Calma, Elayne também estendeu a mão, e uma bola de luz apareceu sobre sua palma. A dela também tremeluzia.

Depois de um instante, uma luz tênue brilhou ao redor de todo o corpo de Elayne. Egwene sobressaltou-se e sua bola desapareceu.

Elayne soltou um risinho, de repente, e sua luz também se apagou, tanto a da esfera quanto a outra que a cercava.

— Você viu a luz ao meu redor? — perguntou, empolgada. — Eu a vi envolvendo você. Sheriam Sedai disse que eu veria, uma hora ou outra. Foi a primeira vez. Para você também?

Egwene assentiu, rindo junto com a outra garota.

— Gostei de você, Elayne. Acho que vamos ser amigas.

— Eu também acho, Egwene. Você é de Dois Rios, de Campo de Emond. Conhece um rapaz chamado Rand al’Thor?

— Eu o conheço. — De súbito, Egwene lembrou-se de uma história que Rand havia contado, uma história na qual ela não acreditara, sobre como ele caiu de cima de um muro, foi parar em um jardim e conheceu… — Você é a Filha-herdeira de Andor — disse, sem fôlego.

— Sim — respondeu Elayne, com simplicidade. — Se Sheriam Sedai sequer me ouvisse mencionar isso, acho que me levaria para seu gabinete antes que eu terminasse de falar.

— Todas falam sobre ser chamada para o gabinete de Sheriam. Até mesmo as Aceitas. As reprimendas dela são tão ferozes assim?
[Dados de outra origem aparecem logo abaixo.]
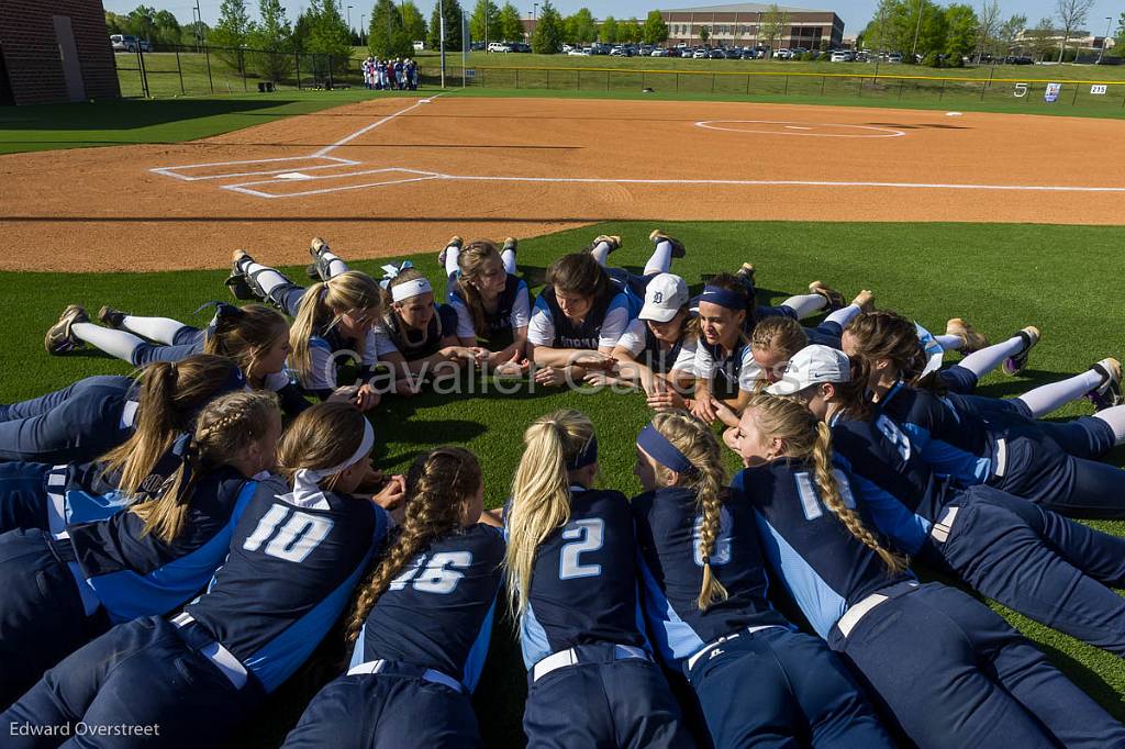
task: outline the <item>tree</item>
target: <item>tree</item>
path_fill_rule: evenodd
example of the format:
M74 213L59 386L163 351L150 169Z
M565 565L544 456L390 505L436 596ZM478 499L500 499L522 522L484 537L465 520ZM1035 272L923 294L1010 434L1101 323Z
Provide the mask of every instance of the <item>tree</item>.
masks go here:
M602 44L614 44L618 40L618 19L606 16L602 21L602 28L597 33L597 38Z
M664 44L668 40L668 25L664 22L664 15L659 10L648 11L642 29L645 44Z
M281 0L259 0L258 25L250 33L251 49L269 49L271 52L252 52L250 67L269 81L279 81L289 72L289 55L291 49L292 28L285 15ZM280 52L282 54L273 54Z
M1059 49L1059 62L1062 62L1070 35L1086 22L1091 8L1094 8L1094 0L1055 0L1055 18L1062 24L1062 47Z
M469 37L474 40L496 38L496 16L500 8L492 0L477 0L472 15L469 16ZM448 37L447 37L448 39Z
M500 27L496 31L497 39L504 39L505 42L523 40L523 21L520 20L520 11L511 2L505 2L504 7L500 9L500 15L496 17L496 25Z
M254 24L246 10L246 0L223 0L218 8L218 22L210 34L210 43L223 47L216 51L219 58L240 71L245 71L246 61L243 51L252 30Z
M414 42L425 40L425 18L422 17L422 11L418 10L418 7L410 0L402 3L399 10L403 11L403 30L406 34L406 40L411 43L411 48L406 51L408 55L414 52Z
M979 65L984 53L996 49L996 43L1000 36L999 0L982 0L981 10L976 17L979 19L979 27L976 29L976 64Z
M777 46L777 40L785 33L785 29L789 28L789 13L778 8L776 2L772 3L770 10L762 16L758 36L766 40L766 44L770 46L771 56Z
M562 48L562 17L551 0L539 7L539 22L531 35L531 51L537 55L552 55Z
M403 16L395 0L378 0L375 3L367 33L367 46L374 57L388 60L406 57L411 53Z
M431 49L441 47L441 25L446 19L446 51L461 51L461 3L457 0L438 0L430 16L429 45Z
M954 67L964 65L964 57L976 48L976 34L981 21L972 6L954 3L945 9L945 53L950 56L948 64Z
Ela me parece gentil.

Elayne hesitou, e, quando respondeu, falou bem devagar, sem olhar nos olhos de Egwene:

— Ela guarda uma vareta de salgueiro em sua mesa. Diz que, já que você não consegue aprender a seguir as regras de maneira civilizada, vai ensinar de outro jeito. Existem tantas regras para noviças que é muito difícil não quebrar algumas — concluiu.

— Mas isso… isso é horrível! Eu não sou uma criança nem você. Não serei tratada como uma.

— Mas nós somos crianças! As Aes Sedai, as irmãs completas, são as adultas. As Aceitas são as moças, velhas o bastante para serem deixadas sozinhas sem supervisão constante. E as noviças são as crianças, que precisam de alguém para protegê-las e cuidar delas, que precisam de orientação para seguir na direção certa e são castigadas quando fazem o que não deveriam. É assim que Sheriam Sedai explica. Ninguém vai castigá-la por causa das lições, a não ser que você tente algo que lhe disseram para não tentar. É di ícil não tentar, às vezes. Você vai se descobrir querendo canalizar tanto quanto quer respirar. Mas se quebrar pratos demais porque está sonhando acordada quando deveria estar lavando, for desrespeitosa com uma Aceita, sair da Torre sem permissão, falar com uma Aes Sedai antes que ela lhe dirija a palavra, ou… O que resta é fazer o melhor possível. Não há nada mais o que fazer.

— Quase parece que estão tentando nos fazer ir embora — protestou Egwene.

— Não estão, mas também estão. Egwene, há apenas quarenta noviças na Torre. Só quarenta, e não mais de sete ou oito vão se tornar Aceitas. Sheriam Sedai diz que isso não é o bastante. Ela diz que não existem Aes Sedai o bastante, agora, para fazer o que precisa ser feito. Mas a Torre não vai… não pode… baixar seus padrões de qualidade. As Aes Sedai não podem aceitar uma mulher como irmã se ela não tiver a habilidade, a força e o desejo. Elas não podem dar o anel e o xale a quem não conseguir canalizar o Poder bem o suficiente, a quem se deixar intimidar ou a quem der meia-volta quando o caminho ficar di ícil. Treinamento e testes cuidam da canalização, mas quanto à força e ao desejo… Bem, se você quiser partir, eles a deixarão ir. Assim que souber o bastante para não morrer de ignorância.

— Suponho — respondeu Egwene, lentamente — que Sheriam nos falou um pouco sobre isso. Mas nunca pensei que não existissem Aes Sedai suficientes.

— Ela tem uma teoria. Diz que fizemos uma seleção da humanidade. Você já ouviu falar de seleção? Tirar do rebanho os animais que têm características que você não gosta? — Egwene assentiu, impaciente. Ninguém crescia perto de ovelhas sem saber sobre essa seleção do rebanho. — Sheriam Sedai diz que, com a Ajah Vermelha caçando homens capazes de canalizar por três mil anos, acabamos excluindo a habilidade de canalizar da humanidade. Eu não mencionaria isso perto de uma Vermelha se fosse você. Sheriam Sedai já ficou aos gritos mais de uma vez por causa disso, e somos apenas noviças.